Pritam Dey

Posted on Mar 16

A peek into Sarvam AI's vocabulary: How well does it understand Indian languages?

#ai #llm #sarvam #agents

"It is (language) the most vivid and crucial key to identity: It reveals the private identity, and connects one with, or divorces one from, the larger, public, or communal identity."
— James Baldwin (If Black English Isn't a Language, Then Tell Me, What Is?)

Language goes far beyond being a medium for communication; it shapes a community's culture, attitudes, politics, and lived experiences. As LLMs grow increasingly powerful and central to our digital lives, having your language genuinely represented inside them is critical.
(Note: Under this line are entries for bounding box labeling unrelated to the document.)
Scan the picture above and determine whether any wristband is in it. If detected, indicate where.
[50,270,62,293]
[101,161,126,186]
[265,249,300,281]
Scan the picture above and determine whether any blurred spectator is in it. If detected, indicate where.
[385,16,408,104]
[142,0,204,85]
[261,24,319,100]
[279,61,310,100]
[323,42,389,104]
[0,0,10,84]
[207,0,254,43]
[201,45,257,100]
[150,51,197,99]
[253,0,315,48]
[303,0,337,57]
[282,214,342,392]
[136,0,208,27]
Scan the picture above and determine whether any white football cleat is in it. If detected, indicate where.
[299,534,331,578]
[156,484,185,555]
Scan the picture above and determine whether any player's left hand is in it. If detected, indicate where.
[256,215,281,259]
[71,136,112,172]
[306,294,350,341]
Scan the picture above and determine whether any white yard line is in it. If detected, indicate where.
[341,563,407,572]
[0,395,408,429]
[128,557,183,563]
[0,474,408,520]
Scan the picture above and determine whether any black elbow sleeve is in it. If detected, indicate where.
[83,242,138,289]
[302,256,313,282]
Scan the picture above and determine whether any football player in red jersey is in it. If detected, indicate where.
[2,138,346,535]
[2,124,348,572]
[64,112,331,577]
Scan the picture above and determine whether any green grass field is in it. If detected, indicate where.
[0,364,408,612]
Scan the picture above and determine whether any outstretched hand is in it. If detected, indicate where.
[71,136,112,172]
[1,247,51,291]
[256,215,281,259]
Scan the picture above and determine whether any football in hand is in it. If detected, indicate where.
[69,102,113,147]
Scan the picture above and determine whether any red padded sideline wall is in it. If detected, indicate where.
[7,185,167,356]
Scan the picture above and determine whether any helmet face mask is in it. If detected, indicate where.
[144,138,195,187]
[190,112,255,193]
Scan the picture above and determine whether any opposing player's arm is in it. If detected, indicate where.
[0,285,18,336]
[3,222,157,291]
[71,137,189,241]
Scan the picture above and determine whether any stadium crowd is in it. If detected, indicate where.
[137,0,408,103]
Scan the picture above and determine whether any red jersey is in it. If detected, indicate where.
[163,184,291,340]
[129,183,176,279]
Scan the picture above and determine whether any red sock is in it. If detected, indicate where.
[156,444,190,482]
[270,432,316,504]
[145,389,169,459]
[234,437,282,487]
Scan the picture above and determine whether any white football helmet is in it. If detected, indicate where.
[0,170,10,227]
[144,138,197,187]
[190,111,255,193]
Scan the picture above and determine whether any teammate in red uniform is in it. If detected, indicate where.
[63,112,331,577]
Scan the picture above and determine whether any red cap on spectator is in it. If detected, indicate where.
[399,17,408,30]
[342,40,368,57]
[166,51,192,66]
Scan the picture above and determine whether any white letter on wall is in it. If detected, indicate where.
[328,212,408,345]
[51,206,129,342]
For a linguistically diverse country like India, this is indeed a challenge. With hundreds of languages and dialects, each with its own script, grammar, and cultural context, building an AI that can truly understand and generate text in these languages is no small feat.
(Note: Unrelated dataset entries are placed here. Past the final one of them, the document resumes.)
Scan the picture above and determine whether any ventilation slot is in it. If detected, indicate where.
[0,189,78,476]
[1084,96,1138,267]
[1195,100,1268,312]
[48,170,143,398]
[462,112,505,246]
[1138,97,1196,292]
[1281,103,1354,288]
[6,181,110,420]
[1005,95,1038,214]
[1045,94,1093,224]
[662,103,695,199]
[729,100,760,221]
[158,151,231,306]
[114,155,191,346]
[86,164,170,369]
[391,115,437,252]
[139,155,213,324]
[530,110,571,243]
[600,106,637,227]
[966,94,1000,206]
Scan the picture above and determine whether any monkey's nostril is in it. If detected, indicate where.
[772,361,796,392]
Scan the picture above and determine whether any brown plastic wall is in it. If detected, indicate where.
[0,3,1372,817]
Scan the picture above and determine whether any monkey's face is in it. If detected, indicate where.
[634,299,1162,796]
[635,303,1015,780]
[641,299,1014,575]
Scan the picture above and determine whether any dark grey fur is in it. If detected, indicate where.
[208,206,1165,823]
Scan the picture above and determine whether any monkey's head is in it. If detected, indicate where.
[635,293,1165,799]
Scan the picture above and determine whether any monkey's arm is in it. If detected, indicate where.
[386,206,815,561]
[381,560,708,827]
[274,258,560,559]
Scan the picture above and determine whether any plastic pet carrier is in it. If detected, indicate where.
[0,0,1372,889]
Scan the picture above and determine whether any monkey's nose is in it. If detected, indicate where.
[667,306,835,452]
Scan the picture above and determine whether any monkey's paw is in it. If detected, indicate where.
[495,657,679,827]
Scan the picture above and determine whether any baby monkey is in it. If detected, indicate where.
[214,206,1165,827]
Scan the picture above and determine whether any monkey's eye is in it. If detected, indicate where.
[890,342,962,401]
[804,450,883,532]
When Sarvam AI launched their models targeting Indian languages, I was excited to have an Indian company building models that prioritize our languages. Unfortunately, the Sarvam AI team did not share details about the training data. How much English vs. Hindi vs. Bengali vs. ... was in the training data? Was any language more available than others? Where did they source their data from? These questions were left unanswered, which led to my curiosity and this analysis.

What Is a Tokenizer? How is the Vocabulary built?

Before I reduce this vast topic into a few sentences, I would like to direct readers to Andrej Karpathy's video tutorial on tokenization. I don't think anybody can explain this better than him, and his video is the best resource I've found to understand how tokenization works in LLMs.

Modern LLMs don't process text character by character. Instead, they break text into tokens - chunks that can be a character, a syllable, a whole word, or even a common phrase. Before even the model training starts, model creators run a process called tokenization on their training data to build a fixed-size vocabulary of the most useful tokens. This vocabulary is the foundation of how the model understands and generates language.

A token might be the English word running, the Hindi word कार्यक्रम (program/event), or even a multi-word phrase like United Nations. The richer your vocabulary is in a given language, the more fluently the model can read and generate text in that language - because it can process meaningful linguistic units directly, rather than having to laboriously assemble them from smaller fragments. I strongly encourage readers to watch Karpathy's video to understand this process in depth.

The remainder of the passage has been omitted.